Он, конечно же, учитывал возможность того, что однажды девушка может забеременеть от него. Если заниматься сексом так часто, как он, то это почти неизбежно. Он не понимал приятелей, которые изо всех сил старались отговорить девушек от использования презервативов. К чему эти глупости? Зачем рисковать, что однажды ты будешь нянчить вопящего младенца, оплачивать его потребности, навсегда привязанный к его матери, с которой вы будете ненавидеть друг друга, и этот ребенок тоже будет тебя ненавидеть? Нет уж, спасибо. В двенадцать лет он просил сделать ему вазэктомию, но ему не разрешили. Его дурак-отец тогда сказал: «Ты передумаешь, Ади». И вот результат. Делия беременна, и у ребенка может быть та же болезнь, что и у Кирсти. Он представил себе, как они живут вдвоем в каком-то хлипком домишке в пригороде, обставленном мебелью из «Икеи», с младенцем, который без остановки плачет и плачет, срется и срется, а они смотрят друг на друга в сумерках в четыре часа утра, понимая, что их любовь раздавлена, растоптана этим самым ребенком, которого они породили. Лицо Делии, огрубевшее от усталости и досады, как лицо его матери. Он сам прячется в каком-нибудь гараже, убеждая себя, что он все еще музыкант, только для того, чтобы прервать занятия и разогреть запеченную фасоль или вынести мусор, как его отец все те годы.
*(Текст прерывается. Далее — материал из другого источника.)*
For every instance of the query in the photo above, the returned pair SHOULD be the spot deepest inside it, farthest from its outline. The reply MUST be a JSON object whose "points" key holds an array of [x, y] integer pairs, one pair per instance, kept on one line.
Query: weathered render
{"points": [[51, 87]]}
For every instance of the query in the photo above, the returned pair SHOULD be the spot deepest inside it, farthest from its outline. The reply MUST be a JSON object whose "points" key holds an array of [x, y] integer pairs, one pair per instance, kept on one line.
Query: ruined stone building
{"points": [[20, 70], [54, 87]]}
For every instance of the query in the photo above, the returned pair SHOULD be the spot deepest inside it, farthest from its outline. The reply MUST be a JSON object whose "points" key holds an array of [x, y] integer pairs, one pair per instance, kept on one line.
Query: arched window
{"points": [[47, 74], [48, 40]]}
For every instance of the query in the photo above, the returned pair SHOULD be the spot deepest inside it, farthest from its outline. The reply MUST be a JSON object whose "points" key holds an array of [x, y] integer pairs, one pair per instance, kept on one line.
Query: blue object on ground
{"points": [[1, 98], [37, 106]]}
Она наверняка знала, что это может произойти. Эта мысль пришла ему в голову, пока он лежал один в маленькой, по-спартански обставленной комнате. Все цветные пятна были связаны с Делией: репродукции, когда-то купленные ею для него и стоявшие теперь у стены, так и не вставленные в рамки, зеленый кардиган, который она забыла в последний раз, несколько месяцев назад. Должно быть, именно тогда это и произошло. Делия, Делия. Она это нарочно сделала? Он снова вспомнил, как все происходило – безумие их тел, ощущение полноты жизни в этот момент, такое сильное, что можно было потерять сознание. Были ли они осторожны? Не особо. Даже он иногда мог увлекаться, а они были молоды, лишь чуть за двадцать. Это должно было случиться. Человеческое тело создано для того, чтобы терять контроль над собой, опьяняя друг друга, чтобы заделать ребенка, и в итоге так и получилось. Господи, как же глупо они поступили! Он ведь знал. Они оба знали, что может произойти, что несет в себе его ДНК.